Here's what I listened to:

"Sara"             Fleetwood Mac
"Birdplane"        Axis of Awesome
"You Put the Hurt on Me"     Sara and the Tall Boys
"House Where Nobody Lives"      Tom Waits
"I'm Free"        The Who
"America's Dreaming"      Old Man Markley
"The Revolution Starts Now"      The Mahones
"Counting"  Jherek Bischoff, featuring Carla Bozulich
"Karmageddon"      Hank Williams III
"Jump Around"       House of Pain
"If  You Know What's Good For You"      Dale Watson
"The Transformers Theme"       White Lion
"The Americans"         John Mellencamp
"Dying of Another Broken Heart"          Lindi Ortega

Saturday, September 13, 2014

Tommy's Mindlessly Stupid Project, volume 2

You can read here part one of my little project, where I wind my way through my movie shelves as I get ready in the mornings, and go to bed at night, with occasional pauses to sit and truly enjoy what I've got on my shelves.

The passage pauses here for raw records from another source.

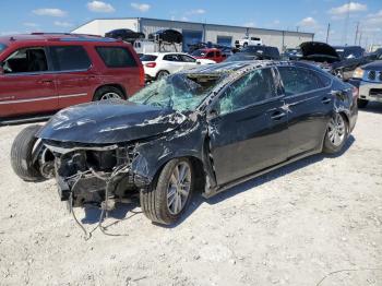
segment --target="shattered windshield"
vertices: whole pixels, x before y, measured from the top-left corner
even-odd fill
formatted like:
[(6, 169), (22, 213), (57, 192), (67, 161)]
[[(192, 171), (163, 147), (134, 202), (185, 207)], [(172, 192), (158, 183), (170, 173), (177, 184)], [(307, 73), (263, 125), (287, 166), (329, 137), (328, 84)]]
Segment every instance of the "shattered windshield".
[(194, 110), (220, 79), (220, 74), (174, 74), (144, 87), (129, 100), (177, 111)]
[(1, 43), (0, 43), (0, 53), (1, 53), (4, 49), (7, 49), (7, 46), (5, 46), (4, 44), (1, 44)]

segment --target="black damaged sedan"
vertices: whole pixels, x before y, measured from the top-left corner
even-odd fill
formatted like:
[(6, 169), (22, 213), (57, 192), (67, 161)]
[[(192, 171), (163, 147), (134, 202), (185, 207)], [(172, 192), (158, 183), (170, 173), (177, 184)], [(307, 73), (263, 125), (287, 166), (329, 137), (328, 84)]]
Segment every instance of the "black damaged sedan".
[(12, 167), (55, 177), (71, 206), (140, 199), (172, 224), (210, 198), (299, 158), (336, 153), (357, 120), (357, 91), (303, 62), (228, 62), (169, 75), (128, 102), (67, 108), (24, 129)]

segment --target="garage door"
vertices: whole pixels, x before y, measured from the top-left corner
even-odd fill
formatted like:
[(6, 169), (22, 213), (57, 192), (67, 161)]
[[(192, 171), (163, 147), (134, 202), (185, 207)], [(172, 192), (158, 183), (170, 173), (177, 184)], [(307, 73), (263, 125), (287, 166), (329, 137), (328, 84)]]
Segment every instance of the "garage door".
[(188, 45), (193, 45), (196, 43), (201, 43), (203, 38), (202, 31), (187, 31), (183, 29), (183, 51), (189, 50)]

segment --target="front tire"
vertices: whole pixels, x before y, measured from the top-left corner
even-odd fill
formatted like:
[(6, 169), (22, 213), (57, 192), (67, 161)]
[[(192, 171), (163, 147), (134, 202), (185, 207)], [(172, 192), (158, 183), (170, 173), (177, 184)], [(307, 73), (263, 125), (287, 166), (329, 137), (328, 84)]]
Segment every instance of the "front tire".
[(168, 162), (148, 190), (142, 190), (143, 213), (154, 223), (171, 225), (187, 210), (194, 190), (194, 171), (187, 158)]
[(323, 152), (327, 154), (339, 152), (346, 143), (348, 132), (349, 127), (345, 116), (335, 114), (327, 124)]
[(41, 181), (45, 178), (33, 163), (32, 152), (36, 145), (36, 133), (40, 126), (29, 126), (23, 129), (14, 139), (11, 147), (11, 166), (13, 171), (24, 181)]
[(158, 74), (156, 75), (156, 80), (160, 80), (169, 74), (170, 73), (168, 71), (159, 71)]
[(366, 99), (357, 99), (358, 108), (365, 108), (369, 104), (369, 100)]

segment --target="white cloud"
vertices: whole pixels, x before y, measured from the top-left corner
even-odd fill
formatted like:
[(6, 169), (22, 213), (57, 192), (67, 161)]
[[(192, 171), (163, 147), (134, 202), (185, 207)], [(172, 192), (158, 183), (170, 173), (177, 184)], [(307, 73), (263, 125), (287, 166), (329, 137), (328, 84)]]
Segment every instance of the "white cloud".
[(368, 7), (366, 4), (357, 3), (357, 2), (350, 2), (347, 4), (343, 4), (341, 7), (335, 7), (329, 10), (330, 14), (333, 15), (343, 15), (346, 14), (347, 11), (349, 12), (362, 12), (368, 10)]
[(298, 22), (297, 25), (301, 27), (317, 27), (319, 24), (313, 17), (307, 16), (302, 19), (300, 22)]
[(72, 23), (69, 23), (69, 22), (61, 22), (61, 21), (55, 21), (55, 26), (58, 26), (58, 27), (72, 27), (73, 24)]
[(140, 12), (147, 12), (152, 8), (150, 4), (145, 3), (131, 3), (130, 5)]
[(40, 8), (33, 10), (32, 13), (39, 16), (65, 16), (67, 12), (57, 8)]
[(254, 27), (256, 24), (254, 22), (247, 22), (242, 24), (244, 27)]
[(112, 13), (116, 11), (116, 9), (111, 4), (105, 3), (103, 1), (97, 1), (97, 0), (88, 2), (87, 9), (92, 12), (97, 12), (97, 13)]
[(382, 25), (382, 10), (374, 14), (368, 14), (366, 17), (367, 25)]
[(26, 27), (38, 27), (39, 26), (38, 24), (32, 23), (32, 22), (25, 22), (25, 23), (23, 23), (23, 25)]

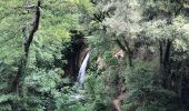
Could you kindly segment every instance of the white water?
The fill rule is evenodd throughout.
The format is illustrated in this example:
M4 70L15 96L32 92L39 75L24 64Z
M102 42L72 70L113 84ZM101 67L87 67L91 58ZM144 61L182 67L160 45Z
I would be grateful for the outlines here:
M88 61L89 61L89 56L90 56L90 51L84 57L84 60L82 61L81 67L79 69L79 73L78 73L79 88L82 88L83 83L84 83L84 74L86 74L86 69L87 69L87 64L88 64Z
M84 99L84 95L80 92L80 89L83 89L84 74L89 61L89 56L90 56L90 51L86 54L84 60L82 61L81 67L79 69L78 81L76 82L77 91L71 95L71 101Z

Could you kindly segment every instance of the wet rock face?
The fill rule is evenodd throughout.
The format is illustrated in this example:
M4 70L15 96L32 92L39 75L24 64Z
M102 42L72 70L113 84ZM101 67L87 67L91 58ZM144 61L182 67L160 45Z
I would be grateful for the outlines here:
M84 41L84 34L77 30L71 30L71 44L67 51L66 58L68 64L64 68L66 75L71 75L73 81L77 80L80 64L89 51L88 43Z

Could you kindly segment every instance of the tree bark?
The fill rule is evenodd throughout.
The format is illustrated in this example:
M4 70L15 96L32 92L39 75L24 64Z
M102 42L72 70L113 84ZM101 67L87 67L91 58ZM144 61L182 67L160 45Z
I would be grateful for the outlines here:
M21 83L21 81L23 81L22 78L24 75L24 69L26 69L26 65L28 62L28 56L29 56L29 49L30 49L31 42L33 40L34 33L37 32L37 30L39 28L40 6L41 6L41 2L40 2L40 0L38 0L37 7L36 7L36 17L34 17L32 28L31 28L29 36L27 36L26 28L22 29L23 38L24 38L23 56L21 56L21 58L20 58L20 63L18 65L18 72L17 72L17 75L13 79L12 84L11 84L11 92L19 93L22 90L22 84L20 84L20 83Z

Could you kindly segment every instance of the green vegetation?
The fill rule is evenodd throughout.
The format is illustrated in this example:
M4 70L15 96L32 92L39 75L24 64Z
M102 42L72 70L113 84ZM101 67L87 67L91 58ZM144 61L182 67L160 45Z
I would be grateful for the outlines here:
M0 52L0 111L189 110L188 0L1 0Z

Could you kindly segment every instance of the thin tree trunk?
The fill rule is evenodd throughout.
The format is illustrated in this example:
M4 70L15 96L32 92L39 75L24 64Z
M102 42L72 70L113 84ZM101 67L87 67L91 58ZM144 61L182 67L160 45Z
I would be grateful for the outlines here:
M20 92L21 91L21 79L23 78L24 74L24 69L28 62L28 56L29 56L29 49L30 49L30 44L33 40L33 36L37 32L38 28L39 28L39 21L40 21L40 0L38 0L38 4L36 7L36 18L33 20L32 23L32 28L31 31L29 33L29 36L27 37L26 34L26 28L23 28L23 38L24 38L24 42L23 42L23 56L20 58L20 64L19 64L19 69L17 72L16 78L12 81L12 85L11 85L11 92Z

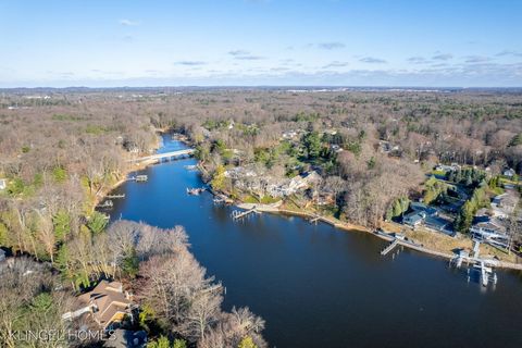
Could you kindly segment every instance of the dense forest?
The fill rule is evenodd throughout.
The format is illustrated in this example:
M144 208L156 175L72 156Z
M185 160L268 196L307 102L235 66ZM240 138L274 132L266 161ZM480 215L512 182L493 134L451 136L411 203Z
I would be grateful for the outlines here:
M108 226L95 210L134 169L126 160L156 149L160 130L187 136L217 190L247 199L239 192L247 187L270 202L271 182L315 171L333 214L372 227L389 211L401 213L401 201L438 196L443 189L425 183L438 163L487 173L470 187L495 183L505 169L522 174L518 91L4 90L0 246L20 256L0 269L0 337L9 347L10 331L63 325L74 295L100 278L129 284L144 309L140 325L158 341L265 346L260 318L248 309L222 312L221 293L206 291L216 283L190 254L183 227ZM231 177L234 167L264 182ZM28 269L39 270L30 282Z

The rules?  Running alphabetically through my movie collection.  No pausing to fret about what's next.  Just pick up the movie, and go on.  With a small handful of exceptions in my collection (gifts, etc) I've picked out every one of the movies on my shelves.  Why I'd hem and haw over what to watch is quite the vexing bit of personal bullshit.

Anyway.  Thoughts concerning what I've watched:

Armageddon  (1998, D: Bay)

I'm the douchebag, by the way, who undermines his own system of alphabetical organization by keeping the few Criterion Collection discs he owns on their own shelf.  I'd originally planned to include those at the end, because the bulk of them will take their own viewings on the good TV, and not be simply background noise as I get ready.  Part of this is logistical...if it's a foreign language flick, it doesn't key to my ear well.  Part of it is that some flicks just deserve the attention.  Anyway, I watched this one out of alphabetical order...I'll try to keep up with the Criterion stuff as well as I can....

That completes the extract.